Она поджимает губы, и я вижу, сколько морщин стягивают ее острую, высохшую мордочку. Спорить бесполезно. Я знаю этот загнанный взгляд, эти втянутые щеки и складку между бровями. У меня самого такая есть. Зря только потратил половину дня. Зря только расковырял поджившее. Зря только напоил и без того спятившую мать лекарством, которого ей никто не прописывал. Все зря. Где-то дома, куда мне придется вернуться на щите, Катюша выключает компьютер, чтобы никогда больше за него не сесть.
— Хорошо. Значит, меня уволят, — говорю я. Еще раз припечатываю ладонь к столу и встаю. — И это придется продать. И вот это, — киваю я на дубовую тумбочку с витыми ножками. — И люстру. И кота твоего дебильного на фоне идиотского Кремля, это же не репродукция, это же Никас, мать его, Сафронов!..
Кажется, я кричу. Павлинская прикрывает рот ладонью и смотрит на меня так испуганно, что я затыкаюсь. Стою над ней, тяжело дыша. У меня дрожит левое колено и чешется за ухом. Но двигаться нельзя. Моя сцена сыграна, теперь очередь Павлинской.
Она поднимается. Мучительно долго. Дрожь от колена расползается вверх и вниз — сводит икру, заламывает бедренный сустав. Павлинская обходит меня так осторожно, будто я пообещал вырвать ей почку, если она приблизится. Ухо уже не чешется, а горит. Павлинская скрывается за моей спиной. Я слышу, как скрипит секретер, купленный у антиквара задешево, так что в подлинность его я не поверил, но Павлинская подвоха не заметила. Я почти не чувствую левую половину тела, и пока матушка возится в нескончаемом личном архиве, размышляю, насколько вероятно, что у меня инсульт. Выходило, что шанс велик.
— Вот, — наконец, говорит Павлинская, и я отмираю.
Пожелтевшей бумажной стороной кверху она протягивает мне фотокарточку.
— Его сейчас и зовут, наверное, по-другому, — бормочет она тихо-тихо. Мне приходится нагнуться, чтобы разобрать слова. — После… после того… Он же трус. Он все бросил. Сбежал. Подлец. Имя… Имя ведь можно поменять? Миш, можно имя?..
— Мишенька, послушай меня, сыночек, послушай внимательно, что я скажу, — бормочет и бормочет она, пока я натягиваю пальто и завязываю шнурки на ботинках. — На метро не езди, масочку купи, обязательно купи масочку, перчатки не снимай, чтобы не дай Бог, мало ли кто до тебя, там все грязное, Миша, там такая грязь, такая инфекция…
Я молчу. Во мне напихано стекловаты — колко, тесно, невозможно, но я терплю.
— Если голова заболит, если сыпь, температура поднимется, Миша, сразу бери машину и приезжай домой.
— И чем же ты мне поможешь? — спрашиваю я и тут же понимаю, что зря.
Павлинская уменьшается в размерах, горбит спину, опускает плечи. Не женщина, а переломанная вешалка с накинутым кое-как халатом. В пальцах — тонких, с немыслимой выделки лунками коротко обгрызенных ногтей, — скомканный шарф. Пытаюсь забрать его — не отдает. Сжимает сильнее, тянет на себя.
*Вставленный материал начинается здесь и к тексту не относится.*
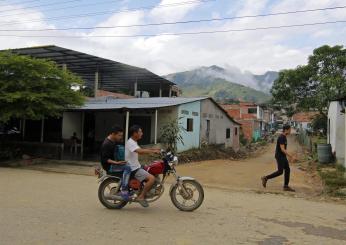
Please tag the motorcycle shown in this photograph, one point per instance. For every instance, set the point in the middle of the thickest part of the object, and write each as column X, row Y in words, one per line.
column 186, row 193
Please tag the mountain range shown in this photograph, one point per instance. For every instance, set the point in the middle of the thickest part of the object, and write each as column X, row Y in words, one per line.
column 225, row 84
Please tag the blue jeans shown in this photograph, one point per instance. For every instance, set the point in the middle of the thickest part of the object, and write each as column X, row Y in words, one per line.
column 126, row 169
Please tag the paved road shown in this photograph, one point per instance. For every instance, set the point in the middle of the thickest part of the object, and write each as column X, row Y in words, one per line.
column 51, row 208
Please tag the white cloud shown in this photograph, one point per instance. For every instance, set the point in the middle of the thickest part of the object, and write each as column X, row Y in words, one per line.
column 255, row 51
column 176, row 13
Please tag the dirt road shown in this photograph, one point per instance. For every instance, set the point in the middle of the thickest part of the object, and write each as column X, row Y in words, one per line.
column 51, row 208
column 57, row 208
column 246, row 174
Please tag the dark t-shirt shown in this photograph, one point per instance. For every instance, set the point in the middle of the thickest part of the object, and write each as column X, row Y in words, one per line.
column 282, row 140
column 107, row 152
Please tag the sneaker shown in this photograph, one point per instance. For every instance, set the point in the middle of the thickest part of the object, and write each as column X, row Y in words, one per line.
column 125, row 195
column 264, row 181
column 143, row 202
column 287, row 188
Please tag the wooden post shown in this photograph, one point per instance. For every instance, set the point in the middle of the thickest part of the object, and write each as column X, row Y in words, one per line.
column 135, row 89
column 160, row 92
column 42, row 130
column 155, row 140
column 82, row 137
column 24, row 123
column 96, row 83
column 170, row 91
column 127, row 125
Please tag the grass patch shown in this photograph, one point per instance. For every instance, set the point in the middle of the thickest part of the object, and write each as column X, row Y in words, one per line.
column 334, row 179
column 209, row 152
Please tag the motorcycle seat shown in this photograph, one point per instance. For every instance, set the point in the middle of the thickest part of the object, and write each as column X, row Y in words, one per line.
column 116, row 174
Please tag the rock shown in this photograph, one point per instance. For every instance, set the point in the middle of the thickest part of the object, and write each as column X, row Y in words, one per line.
column 342, row 191
column 26, row 157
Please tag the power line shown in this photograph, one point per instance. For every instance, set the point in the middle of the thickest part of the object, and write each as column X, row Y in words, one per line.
column 184, row 33
column 110, row 12
column 42, row 5
column 70, row 7
column 178, row 22
column 4, row 4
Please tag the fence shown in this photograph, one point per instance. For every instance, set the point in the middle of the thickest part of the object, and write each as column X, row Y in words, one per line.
column 305, row 139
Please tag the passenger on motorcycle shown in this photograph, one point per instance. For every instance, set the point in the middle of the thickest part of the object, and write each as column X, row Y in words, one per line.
column 111, row 158
column 131, row 156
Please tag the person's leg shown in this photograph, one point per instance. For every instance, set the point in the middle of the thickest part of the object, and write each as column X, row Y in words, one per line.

— Я же не виновата, что забыла… — шепчет она. — Столько времени, столько всего… Прививала, не прививала — не помню. Не знаю, не знаю.
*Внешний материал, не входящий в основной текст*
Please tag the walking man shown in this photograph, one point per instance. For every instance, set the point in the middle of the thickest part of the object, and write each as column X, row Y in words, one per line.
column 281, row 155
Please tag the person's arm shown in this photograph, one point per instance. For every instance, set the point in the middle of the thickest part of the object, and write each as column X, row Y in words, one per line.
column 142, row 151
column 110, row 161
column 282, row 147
— Мам, — обрываю я, ежась до болезненных мурашек жалости и невыносимой тоски от ее повинной. — Я поеду к врачу, сдам анализы, если не привит, ничего страшного. Привьют. Угомонись.
Получается сухо, отчужденно даже. Словно бы я и правда оскорблен до самой глубины души тем, что матушка, погрязшая в антиквариате, одиночестве и безумии, забыла, прививался ли сынок ее от кори. Павлинская в ответ уменьшается еще чуток и становится неотличимой от темных завитушек на обоях.